MHRA Launches its Own 'Breakthrough' Pathway to Allow for Early Access to Some Medicines
The UK's Medicines and Healthcare Products Agency (MHRA) has announced that it will soon launch a new regulatory program intended to allow severely ill consumers earlier access to potentially lifesaving medicines.
The program, known as the Early Access to Medicines Scheme (EAMS), has long been in the works at the regulator, and its launch was previewed last week in British newspaper The Telegraph.
As announced on 14 March 2014 by MHRA and the UK Department of Health, the scheme is intended to make the UK "one of the best countries in the world to capitalize on breakthroughs in medical care."
At present, medicines approved by UK or EU regulators must first be approved by cost regulators at the National Institute for Health and Care Excellence (NICE) before they are allowed to be sold to consumers.
Under EAMS, as soon as an "innovative and promising" drug is approved by MHRA-and presumably the European Medicines Agency (EMA) as well-the drug will be made available to a limited population of UK patients.
"The scheme is an important addition to the pharmaceutical sector, providing a platform for drugs to be brought to patients at a much faster rate than ever before," DOH wrote in a statement. "The companies will be able to gain experience of their medicines being used in the NHS and work closely with regulators to look at the value of the drugs, gaining guidance and advice much earlier in the regulatory process."

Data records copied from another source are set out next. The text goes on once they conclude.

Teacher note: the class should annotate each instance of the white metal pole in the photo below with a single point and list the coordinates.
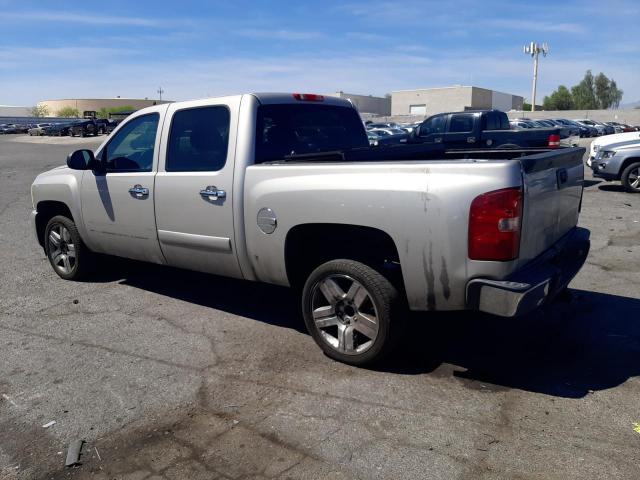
(535, 79)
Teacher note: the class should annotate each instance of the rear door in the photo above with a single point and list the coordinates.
(460, 131)
(194, 194)
(553, 193)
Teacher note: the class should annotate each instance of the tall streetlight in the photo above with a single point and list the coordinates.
(534, 50)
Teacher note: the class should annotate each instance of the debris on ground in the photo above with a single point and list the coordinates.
(73, 453)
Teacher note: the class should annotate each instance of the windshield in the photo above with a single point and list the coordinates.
(295, 129)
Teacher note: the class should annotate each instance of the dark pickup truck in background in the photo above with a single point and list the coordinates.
(485, 129)
(83, 128)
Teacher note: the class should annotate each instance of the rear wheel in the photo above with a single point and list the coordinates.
(67, 253)
(351, 311)
(631, 178)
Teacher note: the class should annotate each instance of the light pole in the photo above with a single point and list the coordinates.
(534, 50)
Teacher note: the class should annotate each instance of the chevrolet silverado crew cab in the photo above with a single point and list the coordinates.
(487, 129)
(284, 189)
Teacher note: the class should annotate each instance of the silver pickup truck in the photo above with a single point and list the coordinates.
(270, 188)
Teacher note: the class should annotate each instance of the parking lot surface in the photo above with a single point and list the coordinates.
(179, 375)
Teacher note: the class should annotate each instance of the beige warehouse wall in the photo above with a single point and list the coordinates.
(437, 100)
(95, 104)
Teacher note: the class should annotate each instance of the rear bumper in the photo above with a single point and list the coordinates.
(537, 283)
(34, 225)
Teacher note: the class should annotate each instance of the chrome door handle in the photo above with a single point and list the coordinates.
(212, 193)
(138, 191)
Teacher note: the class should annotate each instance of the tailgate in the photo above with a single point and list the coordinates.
(553, 192)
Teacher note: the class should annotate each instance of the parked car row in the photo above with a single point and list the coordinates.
(76, 127)
(364, 234)
(585, 126)
(389, 133)
(7, 128)
(617, 158)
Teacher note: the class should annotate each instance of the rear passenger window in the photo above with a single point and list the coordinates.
(433, 125)
(461, 123)
(198, 140)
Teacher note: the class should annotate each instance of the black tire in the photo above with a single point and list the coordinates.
(78, 266)
(382, 303)
(630, 177)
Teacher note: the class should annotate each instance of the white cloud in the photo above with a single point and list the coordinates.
(274, 34)
(81, 18)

MHRA said in a separate statement that companies will need to apply to have their medicines considered under EAMS, and will begin accepting applications in April 2014.
A two-step evaluation process is also planned involving the granting of a "promising innovative medicines (PIM)" designation, similar to an orphan drug designation, followed by a specific scientific opinion on the early access to medicines approval.

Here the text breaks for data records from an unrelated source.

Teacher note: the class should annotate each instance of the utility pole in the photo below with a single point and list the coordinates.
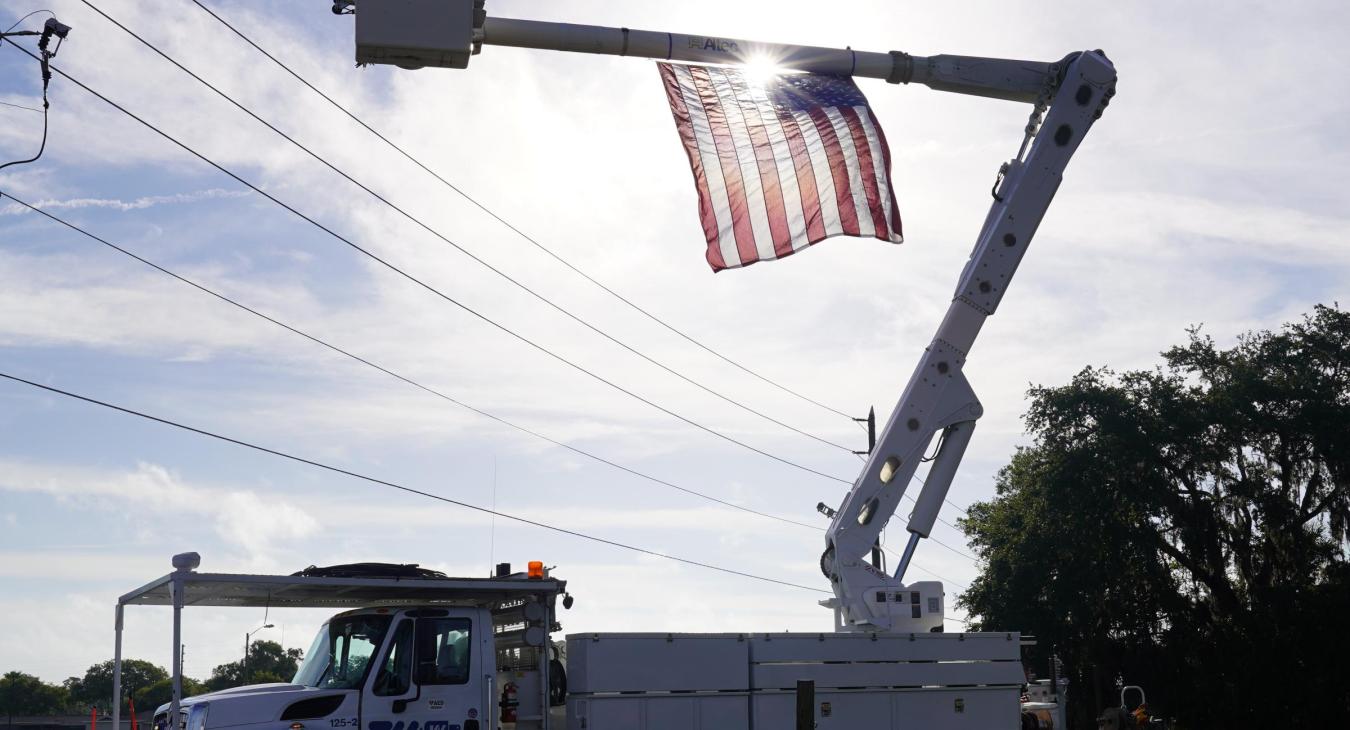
(871, 444)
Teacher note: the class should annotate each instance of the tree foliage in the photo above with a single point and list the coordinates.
(1187, 529)
(26, 695)
(95, 687)
(150, 696)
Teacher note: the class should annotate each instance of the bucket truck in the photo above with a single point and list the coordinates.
(887, 661)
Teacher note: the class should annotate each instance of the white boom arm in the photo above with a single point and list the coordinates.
(938, 400)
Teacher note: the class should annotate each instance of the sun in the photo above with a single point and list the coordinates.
(760, 68)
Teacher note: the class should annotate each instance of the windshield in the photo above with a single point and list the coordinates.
(342, 652)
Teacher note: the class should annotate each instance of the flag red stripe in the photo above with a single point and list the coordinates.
(890, 184)
(839, 170)
(770, 181)
(805, 177)
(867, 170)
(686, 132)
(731, 165)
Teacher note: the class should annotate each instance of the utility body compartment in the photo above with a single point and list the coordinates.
(735, 682)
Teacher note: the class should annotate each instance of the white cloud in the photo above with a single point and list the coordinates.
(240, 517)
(1188, 204)
(123, 205)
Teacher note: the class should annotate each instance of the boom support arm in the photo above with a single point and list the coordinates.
(938, 401)
(446, 33)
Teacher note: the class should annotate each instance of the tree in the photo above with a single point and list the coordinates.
(26, 695)
(95, 687)
(1187, 528)
(153, 695)
(267, 661)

"The scientific opinion will describe the benefits and risks of the medicine, based on the information submitted to MHRA by an applicant after sufficient data have been gathered from the patients who will benefit from the medicine," MHRA wrote. "The opinion will support the prescriber and patient to make a decision on whether to use the medicine before its license is approved."
The scheme is intended to be similar in effect to the US' recently instituted Breakthrough Products Designation, according to analysts. It will be funded entirely by the pharmaceutical industry, with the intent being that evidence obtained through early access will inform subsequent discussions (i.e. NICE) about the value of medicines.